By Rob Vogt
The Town of Claresholm has sent a letter of support for the Oldman Watershed Council’s “Restoring Grasslands and Empowering Communities” project.
The decision came at council’s Oct. 23 meeting, after they reviewed a report from administration stating the Oldman Watershed Council is applying for a five-year grant to restore habitat for native bees, and is looking for partners who would be interested in planting pollinator gardens.
The Cuckoo Bumblebee was recognized as a species at risk in Claresholm in 2022, which has the potential to be devastating for this area.
The gardens would require some maintenance, so the program requires partners to help water the gardens.
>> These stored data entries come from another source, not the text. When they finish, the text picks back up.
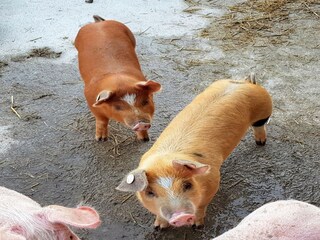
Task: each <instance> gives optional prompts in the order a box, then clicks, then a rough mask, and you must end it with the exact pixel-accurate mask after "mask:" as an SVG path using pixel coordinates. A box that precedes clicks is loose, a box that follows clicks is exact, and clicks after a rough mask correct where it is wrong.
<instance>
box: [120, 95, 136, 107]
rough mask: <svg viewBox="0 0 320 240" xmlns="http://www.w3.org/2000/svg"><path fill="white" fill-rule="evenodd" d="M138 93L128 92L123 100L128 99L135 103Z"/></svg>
mask: <svg viewBox="0 0 320 240" xmlns="http://www.w3.org/2000/svg"><path fill="white" fill-rule="evenodd" d="M136 98H137V95H136V94H126V95H124V96H123V97H122V100H124V101H126V102H127V103H128V104H130V105H132V106H133V105H134V102H135V101H136Z"/></svg>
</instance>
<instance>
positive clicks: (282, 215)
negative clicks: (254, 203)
mask: <svg viewBox="0 0 320 240" xmlns="http://www.w3.org/2000/svg"><path fill="white" fill-rule="evenodd" d="M233 239H237V240H256V239H260V240H269V239H277V240H298V239H299V240H319V239H320V209H319V208H318V207H316V206H313V205H311V204H308V203H305V202H301V201H297V200H280V201H276V202H272V203H268V204H265V205H263V206H262V207H260V208H258V209H257V210H255V211H254V212H252V213H251V214H249V215H248V216H247V217H245V218H244V219H243V220H242V221H241V222H240V224H239V225H238V226H236V227H235V228H234V229H231V230H229V231H228V232H226V233H224V234H222V235H221V236H219V237H217V238H214V240H233Z"/></svg>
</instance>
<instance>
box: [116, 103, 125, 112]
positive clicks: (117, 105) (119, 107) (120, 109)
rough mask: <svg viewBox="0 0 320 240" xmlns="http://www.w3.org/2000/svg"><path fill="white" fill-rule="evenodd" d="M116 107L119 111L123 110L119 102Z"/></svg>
mask: <svg viewBox="0 0 320 240" xmlns="http://www.w3.org/2000/svg"><path fill="white" fill-rule="evenodd" d="M114 108H115V109H116V110H117V111H121V110H123V107H122V106H120V105H118V104H116V105H114Z"/></svg>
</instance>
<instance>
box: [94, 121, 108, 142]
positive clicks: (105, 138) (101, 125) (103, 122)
mask: <svg viewBox="0 0 320 240" xmlns="http://www.w3.org/2000/svg"><path fill="white" fill-rule="evenodd" d="M108 124H109V119H108V118H107V119H104V120H101V119H98V118H96V140H97V141H106V140H107V139H108Z"/></svg>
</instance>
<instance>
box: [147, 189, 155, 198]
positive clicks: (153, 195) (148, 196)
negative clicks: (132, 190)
mask: <svg viewBox="0 0 320 240" xmlns="http://www.w3.org/2000/svg"><path fill="white" fill-rule="evenodd" d="M146 195H147V196H148V197H150V198H153V197H155V196H156V194H155V193H154V192H153V191H152V190H147V191H146Z"/></svg>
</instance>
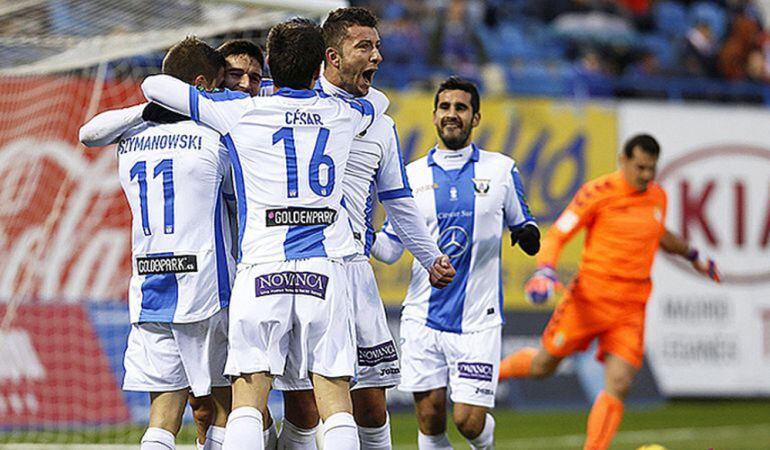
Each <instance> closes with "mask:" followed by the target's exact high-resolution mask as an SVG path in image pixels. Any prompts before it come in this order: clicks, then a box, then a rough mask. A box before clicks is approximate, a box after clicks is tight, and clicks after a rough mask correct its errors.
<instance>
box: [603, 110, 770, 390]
mask: <svg viewBox="0 0 770 450" xmlns="http://www.w3.org/2000/svg"><path fill="white" fill-rule="evenodd" d="M768 123H770V112H769V111H767V110H766V109H754V108H735V107H724V108H719V107H698V106H689V105H688V106H683V105H661V104H651V103H625V104H622V105H621V106H620V108H619V117H618V126H619V136H620V142H621V143H622V141H623V140H624V139H626V138H628V137H629V136H631V135H633V134H635V133H638V132H648V133H651V134H652V135H654V136H655V137H656V138H657V139H658V140H659V141H660V144H661V147H662V154H661V158H660V161H659V166H658V169H659V170H658V182H659V183H660V184H661V185H662V186H663V188H664V189H665V190H666V193H667V194H668V211H667V214H666V224H667V227H668V228H669V229H670V230H671V231H673V232H675V233H677V234H679V235H680V236H683V237H685V238H686V239H687V240H689V241H690V242H691V243H692V244H693V245H694V246H695V247H696V248H698V249H699V250H700V251H701V252H702V253H705V254H707V255H709V256H711V257H713V258H714V259H715V260H716V261H717V262H718V264H719V267H720V269H721V272H722V274H723V283H722V284H719V285H717V284H715V283H712V282H710V281H709V280H708V279H706V278H704V277H701V276H699V275H698V274H696V273H695V271H694V270H693V269H692V268H691V266H690V265H689V263H688V262H687V261H685V260H683V259H682V258H679V257H671V256H668V255H666V254H665V253H663V252H661V253H660V255H659V256H658V258H657V260H656V263H655V266H654V269H653V282H654V284H655V288H654V290H653V293H652V296H651V301H650V303H649V305H648V307H647V340H646V345H647V350H648V357H649V358H650V360H651V362H652V366H653V370H654V373H655V375H656V378H657V380H658V382H659V383H660V388H661V391H662V392H663V393H664V394H665V395H668V396H688V395H697V396H704V395H715V396H723V395H728V396H753V395H770V247H769V245H770V127H768V126H767V124H768Z"/></svg>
This could be at people’s homes, businesses, parks, schools and so on.
The grant would pay for all supplies and watershed council staff/volunteers to plant the gardens.
The gardens will require watering, and individuals who are interested in partaking in the program. The plant species planned for the gardens are drought resistant, and native species that can survive if watered in accordance with current water restrictions.
The watershed council has requested a letter of support for this partnership from the Town of Claresholm, and requested the town reach out to local businesses, organizations, and individuals who would like to participate.
Administration has identified areas of the town that could benefit from the gardens, and are interested in adding to existing gardens to ensure the maintenance of these sites can be maintained by staff or volunteers. Those areas are downtown Amundsen Park; the Bark Park, watered by Bark Park community volunteers; and the Fas Gas gardens.
It was noted administration could also reach out to local organizations and various business owners to determine if they would like to participate in this venture.
The grant application was due Oct. 31 and required a letter confirming partnership before that date.
Council then agreed to send the letter of support.